This Morning on the Mix Morning Fix, I told a story about NASA drilling a hole into Yellowstone to relieve some pressure under the crust, preventing the impending supervolcano explosion.

 

Well, I was kind of right.

 

Despite a recent spike in seismic activity in the area, the chance of a supervolcano eruption occurring this year is slim. According to the U.S Geological Survey, the yearly probability of another supervolcano eruption is only 1-in-730,000.

 

So for now, we’re pretty safe.

But wait! There’s more:

Just because it won’t happen for a while, doesn’t mean it will never happen. And when it does, it will be devastating. Were Yellowstone to “super-erupt,” it would cause a chain reaction of other eruptions killing many of us in the western part of the United States instantly.

If that weren’t enough, the ash and dust from the blast would destroy the majority of our food crops. So, for those of us who survive the initial blast, we’ll have no food and the economy will topple.

Never fear, science is here!

In an interview with the BBC, Brian Wilcox of Nasa’s Jet Propulsion Laboratory (JPL), had this to say:

“I was a member of the Nasa Advisory Council on Planetary Defense which studied ways for Nasa to defend the planet from asteroids and comets… I came to the conclusion during that study that the supervolcano threat is substantially greater than the asteroid or comet threat.”

Wilcox goes on to outline NASA’s potential plan to prevent a Yellowstone eruption.
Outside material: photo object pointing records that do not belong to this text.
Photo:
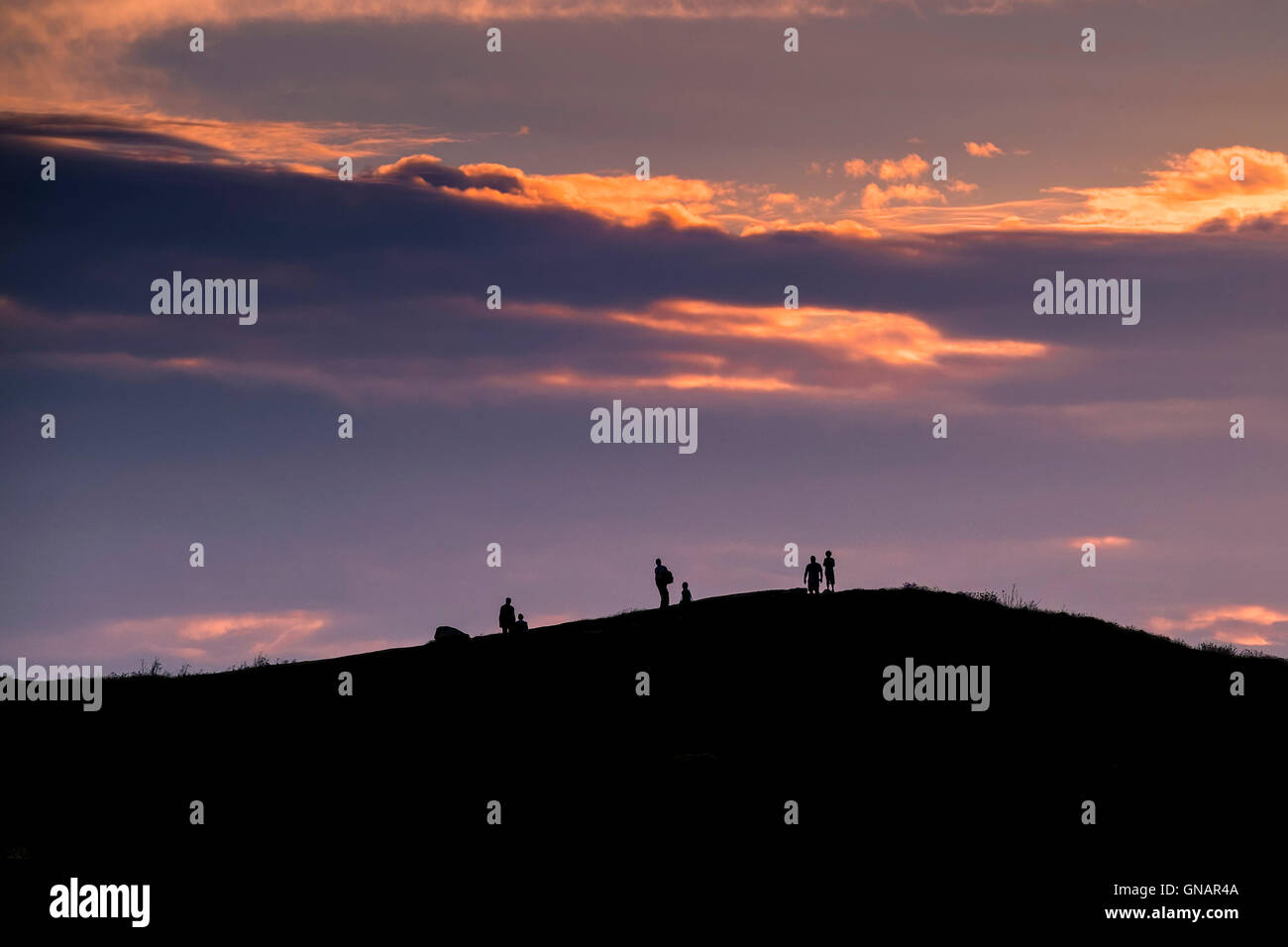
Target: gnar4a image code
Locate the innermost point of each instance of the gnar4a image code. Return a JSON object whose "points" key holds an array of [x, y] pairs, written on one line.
{"points": [[575, 467]]}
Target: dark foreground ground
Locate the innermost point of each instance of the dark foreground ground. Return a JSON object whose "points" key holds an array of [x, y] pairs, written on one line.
{"points": [[665, 813]]}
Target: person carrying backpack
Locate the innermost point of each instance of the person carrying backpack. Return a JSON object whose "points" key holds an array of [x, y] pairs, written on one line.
{"points": [[662, 578], [812, 575]]}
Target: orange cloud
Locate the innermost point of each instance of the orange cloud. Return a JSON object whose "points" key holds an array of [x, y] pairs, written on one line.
{"points": [[1112, 541], [854, 334], [909, 167], [1190, 189], [907, 193], [1254, 626], [196, 637]]}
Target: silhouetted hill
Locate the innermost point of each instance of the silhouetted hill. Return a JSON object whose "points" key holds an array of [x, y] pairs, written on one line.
{"points": [[754, 699]]}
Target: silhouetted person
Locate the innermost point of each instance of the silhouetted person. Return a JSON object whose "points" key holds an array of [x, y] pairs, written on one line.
{"points": [[812, 575], [662, 578]]}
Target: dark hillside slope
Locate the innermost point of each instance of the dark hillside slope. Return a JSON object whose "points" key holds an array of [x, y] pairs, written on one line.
{"points": [[755, 699]]}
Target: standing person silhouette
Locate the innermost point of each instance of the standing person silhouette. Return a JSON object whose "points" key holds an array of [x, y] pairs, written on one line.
{"points": [[812, 575], [662, 578]]}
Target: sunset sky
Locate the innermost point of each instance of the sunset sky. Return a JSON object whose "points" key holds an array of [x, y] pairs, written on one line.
{"points": [[472, 425]]}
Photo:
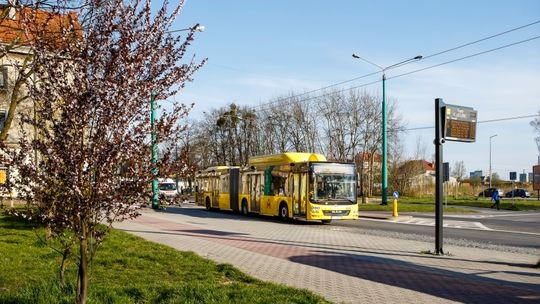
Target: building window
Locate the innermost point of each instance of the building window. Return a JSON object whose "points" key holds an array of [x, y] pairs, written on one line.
{"points": [[3, 78]]}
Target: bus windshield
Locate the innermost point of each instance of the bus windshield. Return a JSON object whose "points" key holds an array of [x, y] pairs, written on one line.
{"points": [[335, 182]]}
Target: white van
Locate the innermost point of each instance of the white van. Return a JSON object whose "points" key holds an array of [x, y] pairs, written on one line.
{"points": [[167, 189]]}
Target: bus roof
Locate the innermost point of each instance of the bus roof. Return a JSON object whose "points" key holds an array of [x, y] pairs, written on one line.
{"points": [[285, 159]]}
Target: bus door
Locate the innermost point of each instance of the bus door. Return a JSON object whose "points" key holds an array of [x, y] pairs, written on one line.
{"points": [[303, 192], [254, 184]]}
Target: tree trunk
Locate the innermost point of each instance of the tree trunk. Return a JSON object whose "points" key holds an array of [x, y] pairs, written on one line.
{"points": [[82, 280]]}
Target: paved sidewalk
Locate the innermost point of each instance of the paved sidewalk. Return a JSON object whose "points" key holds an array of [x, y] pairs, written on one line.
{"points": [[343, 266]]}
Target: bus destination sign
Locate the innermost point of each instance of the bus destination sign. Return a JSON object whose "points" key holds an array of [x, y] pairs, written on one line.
{"points": [[460, 123]]}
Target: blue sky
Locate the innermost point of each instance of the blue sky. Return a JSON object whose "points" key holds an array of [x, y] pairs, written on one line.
{"points": [[259, 50]]}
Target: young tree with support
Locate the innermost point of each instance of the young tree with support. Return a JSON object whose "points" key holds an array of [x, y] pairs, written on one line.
{"points": [[93, 119]]}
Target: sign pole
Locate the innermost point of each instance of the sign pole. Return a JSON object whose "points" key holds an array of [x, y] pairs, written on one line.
{"points": [[439, 140]]}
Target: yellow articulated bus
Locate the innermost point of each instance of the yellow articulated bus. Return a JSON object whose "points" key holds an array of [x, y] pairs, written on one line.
{"points": [[289, 185]]}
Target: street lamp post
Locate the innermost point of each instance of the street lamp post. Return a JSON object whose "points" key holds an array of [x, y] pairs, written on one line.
{"points": [[490, 158], [384, 190], [155, 205]]}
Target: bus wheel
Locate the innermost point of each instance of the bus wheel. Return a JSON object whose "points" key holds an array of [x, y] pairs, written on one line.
{"points": [[207, 203], [283, 211], [244, 207]]}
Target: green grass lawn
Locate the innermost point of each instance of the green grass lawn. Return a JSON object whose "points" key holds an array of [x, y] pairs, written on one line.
{"points": [[411, 204], [127, 269]]}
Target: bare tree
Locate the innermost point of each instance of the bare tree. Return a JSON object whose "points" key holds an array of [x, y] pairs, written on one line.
{"points": [[93, 118], [536, 126]]}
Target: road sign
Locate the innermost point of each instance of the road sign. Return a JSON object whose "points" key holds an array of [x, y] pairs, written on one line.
{"points": [[536, 178], [459, 123]]}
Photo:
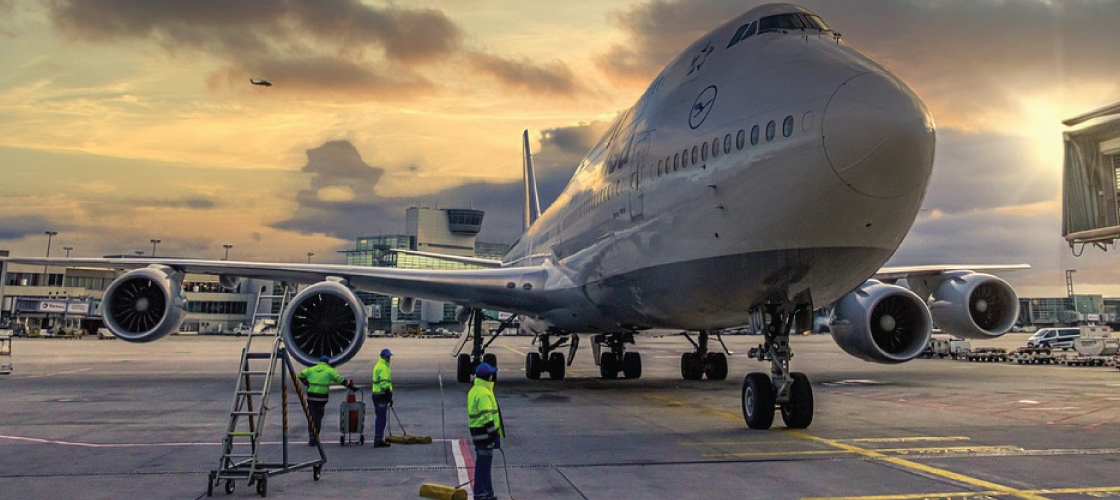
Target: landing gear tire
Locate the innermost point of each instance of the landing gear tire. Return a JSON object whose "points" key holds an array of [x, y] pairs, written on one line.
{"points": [[556, 366], [798, 414], [463, 369], [608, 366], [715, 366], [758, 401], [691, 368], [632, 366], [533, 366]]}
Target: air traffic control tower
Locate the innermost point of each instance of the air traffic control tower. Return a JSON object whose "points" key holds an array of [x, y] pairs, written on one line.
{"points": [[1091, 179]]}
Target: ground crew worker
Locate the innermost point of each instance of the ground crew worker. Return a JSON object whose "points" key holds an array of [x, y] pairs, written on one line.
{"points": [[485, 428], [382, 397], [318, 380]]}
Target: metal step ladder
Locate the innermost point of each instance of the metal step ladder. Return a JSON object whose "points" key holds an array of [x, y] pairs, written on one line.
{"points": [[241, 446]]}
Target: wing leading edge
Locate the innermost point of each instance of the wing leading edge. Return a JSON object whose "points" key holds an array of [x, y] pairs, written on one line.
{"points": [[513, 288]]}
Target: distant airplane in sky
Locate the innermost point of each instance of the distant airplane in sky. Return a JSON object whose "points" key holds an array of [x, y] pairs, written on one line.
{"points": [[770, 169]]}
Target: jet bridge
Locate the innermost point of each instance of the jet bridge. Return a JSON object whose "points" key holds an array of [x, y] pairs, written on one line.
{"points": [[1091, 177]]}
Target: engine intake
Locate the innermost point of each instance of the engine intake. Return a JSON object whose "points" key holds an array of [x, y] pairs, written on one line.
{"points": [[326, 318], [882, 323], [145, 305], [973, 305]]}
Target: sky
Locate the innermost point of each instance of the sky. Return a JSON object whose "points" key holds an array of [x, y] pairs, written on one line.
{"points": [[128, 120]]}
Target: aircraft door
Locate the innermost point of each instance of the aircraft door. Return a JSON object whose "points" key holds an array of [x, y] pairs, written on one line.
{"points": [[637, 197]]}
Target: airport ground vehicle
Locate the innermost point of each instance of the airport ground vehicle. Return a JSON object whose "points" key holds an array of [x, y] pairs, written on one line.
{"points": [[1054, 338]]}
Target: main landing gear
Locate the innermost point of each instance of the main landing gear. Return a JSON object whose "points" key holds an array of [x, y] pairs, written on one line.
{"points": [[546, 360], [467, 363], [791, 391], [696, 364], [616, 359]]}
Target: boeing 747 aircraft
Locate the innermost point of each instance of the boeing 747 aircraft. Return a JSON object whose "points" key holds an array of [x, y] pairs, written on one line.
{"points": [[768, 169]]}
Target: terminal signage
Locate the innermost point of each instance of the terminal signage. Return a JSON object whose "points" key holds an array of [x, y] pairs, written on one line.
{"points": [[63, 307]]}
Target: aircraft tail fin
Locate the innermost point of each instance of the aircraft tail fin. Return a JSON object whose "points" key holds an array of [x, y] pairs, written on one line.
{"points": [[532, 198]]}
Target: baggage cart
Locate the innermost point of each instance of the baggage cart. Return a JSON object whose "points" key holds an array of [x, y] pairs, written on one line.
{"points": [[352, 418]]}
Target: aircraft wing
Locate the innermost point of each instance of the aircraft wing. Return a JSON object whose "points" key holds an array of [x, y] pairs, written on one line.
{"points": [[511, 288], [893, 274]]}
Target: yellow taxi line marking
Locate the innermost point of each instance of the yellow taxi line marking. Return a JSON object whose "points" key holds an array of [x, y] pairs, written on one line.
{"points": [[906, 440], [973, 493], [998, 489], [738, 443], [949, 448]]}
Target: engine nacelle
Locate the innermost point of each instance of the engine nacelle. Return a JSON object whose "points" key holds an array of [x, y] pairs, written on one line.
{"points": [[882, 323], [145, 305], [973, 305], [326, 318]]}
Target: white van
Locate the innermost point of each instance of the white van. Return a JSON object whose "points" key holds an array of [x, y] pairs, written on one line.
{"points": [[1054, 338]]}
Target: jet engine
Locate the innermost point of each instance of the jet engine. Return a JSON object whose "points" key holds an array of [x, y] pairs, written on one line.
{"points": [[973, 305], [145, 305], [882, 323], [326, 318]]}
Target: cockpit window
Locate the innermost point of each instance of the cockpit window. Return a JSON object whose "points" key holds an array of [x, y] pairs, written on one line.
{"points": [[815, 22], [744, 33], [781, 21]]}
The gist of which is to drill about 30 thousand feet into the earth’s crust, pump water down, which would cool the molten rock little by little, day by day.

According to National Geographic, “These fluids rob the magma of their heat. By adding water to the fluids, NASA will cool down the volcano’s heat significantly.”

The cost of this project? $3.46 billion. Which is a lot of money. Especially when you consider one teeny, tiny detail found in the National Geographic article:

“The drill will not touch the magma, as that would cause massive depressurization and could even set Yellowstone off. It’ll sit above the magma, 10 km deep in the hydrothermal fluids.”

 The good news? Scientists could use the steam generated from cooling system as a form of clean, renewable energy. A process that is already working very well in Iceland.

TL;DR The chance of a Yellowstone super-eruption is slim. But even if it were impending, NASA is planning on a way to stop it… Or the could blow us all up. It’s a bit of a gamble.